Every creation in this exhibition demonstrates an energy that expresses a range of human emotions from joy to despair, happiness to melancholy. He utilised religion, myth and history as well as the narratives and scenes of his own world. His truth to nature lies in the incredibly fine brushwork in depicting scenes that pick out a natural light and shade, joy and sadness. Holman Hunt wanted more of the ‘realist’ in Brown, rejecting the echoes of the past tradition to some degree. For Brown the past was part of the present, a continuum of people, events and responses interpreted through art that was being re-enacted in the personal and social triumphs and tragedies of his own age. There is evidence, in his drawings and studies, of the great care and detail with which he drafted his works, of the disciplined training in drawing and composition which he discovered as a student and which he brought to this enterprise. One of the most beautiful of his works, A Study of the Brent at Hendon (1854, 1855), is almost a miniature in an oval frame, with the deep browns, dark green flecked foliage, receding into the distant light just off-centre. The roots of the old tree, suggestive of the illustrative work of Arthur Rackham, tell of stories untold, histories locked away. Barely visible, as if floating in the upper left amidst the dark foliage is the figure of a woman, Emma; and the painting just has the touch of Impressionism in the fading delicacy of the foliage.

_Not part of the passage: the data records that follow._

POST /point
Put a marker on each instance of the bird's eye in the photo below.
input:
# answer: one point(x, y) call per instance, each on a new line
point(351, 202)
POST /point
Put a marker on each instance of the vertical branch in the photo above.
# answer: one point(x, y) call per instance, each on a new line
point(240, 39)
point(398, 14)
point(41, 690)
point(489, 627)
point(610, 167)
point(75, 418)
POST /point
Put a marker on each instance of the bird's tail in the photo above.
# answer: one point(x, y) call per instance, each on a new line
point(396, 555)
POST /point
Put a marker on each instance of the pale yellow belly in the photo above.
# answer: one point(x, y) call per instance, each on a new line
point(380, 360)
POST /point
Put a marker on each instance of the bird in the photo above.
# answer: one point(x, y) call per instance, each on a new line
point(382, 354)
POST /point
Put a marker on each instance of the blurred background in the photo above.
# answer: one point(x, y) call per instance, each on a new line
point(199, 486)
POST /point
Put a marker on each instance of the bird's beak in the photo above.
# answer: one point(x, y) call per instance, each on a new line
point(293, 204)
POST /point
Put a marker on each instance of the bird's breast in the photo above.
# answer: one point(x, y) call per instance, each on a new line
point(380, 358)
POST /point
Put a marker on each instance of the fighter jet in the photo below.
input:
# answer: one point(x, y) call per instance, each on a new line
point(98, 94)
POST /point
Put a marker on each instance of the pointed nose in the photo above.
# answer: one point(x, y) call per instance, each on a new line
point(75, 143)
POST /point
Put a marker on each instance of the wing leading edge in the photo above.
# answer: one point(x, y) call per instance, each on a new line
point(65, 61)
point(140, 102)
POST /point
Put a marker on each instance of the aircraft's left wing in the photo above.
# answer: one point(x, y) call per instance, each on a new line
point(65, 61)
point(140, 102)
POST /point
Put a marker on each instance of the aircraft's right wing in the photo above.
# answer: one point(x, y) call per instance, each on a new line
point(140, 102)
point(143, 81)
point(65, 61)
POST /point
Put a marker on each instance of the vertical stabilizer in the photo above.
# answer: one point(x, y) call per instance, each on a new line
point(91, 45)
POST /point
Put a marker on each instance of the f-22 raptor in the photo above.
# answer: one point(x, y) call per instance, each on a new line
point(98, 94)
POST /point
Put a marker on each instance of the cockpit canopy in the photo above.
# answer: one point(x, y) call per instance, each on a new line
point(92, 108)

This is an important exhibition for anyone who is interested in the growth of Pre-Raphaelite art, the work of Brown in particular and the ways in which his art developed a genre which also addressed some of the central issues of his age: an illumination for those who see the connections between art and society; a great testimony to a very important artist. John Ruskin may have criticised Brown for the ‘ordinary’ subjects he came to paint but in important ways Brown was bringing art out of the Royal Academy into the world of Victorian England. He never painted ‘pretty girls disguised as paupers’, Ruskin’s somewhat unjust sideswipe at Frederick Walker. For Brown art was closely linked to his social, moral and educational concerns. When Gerard Manley Hopkins was attempting to achieve in poetry a new vitality and the rhythms of spoken language, Brown was, through a disciplined expression of artistic form and structures, striving for a freshness in art based on discipline, independence of mind, precise detail and the rhythms of the lived world. This exhibition is a wonderful opportunity to revisit a great nineteenth century artist.


(There is a full online text of the biography of Ford Madox Brown: a Record of His Life and Work (1896) by his grandson, also Ford Madox Brown – born Ford Madox Hueffer.)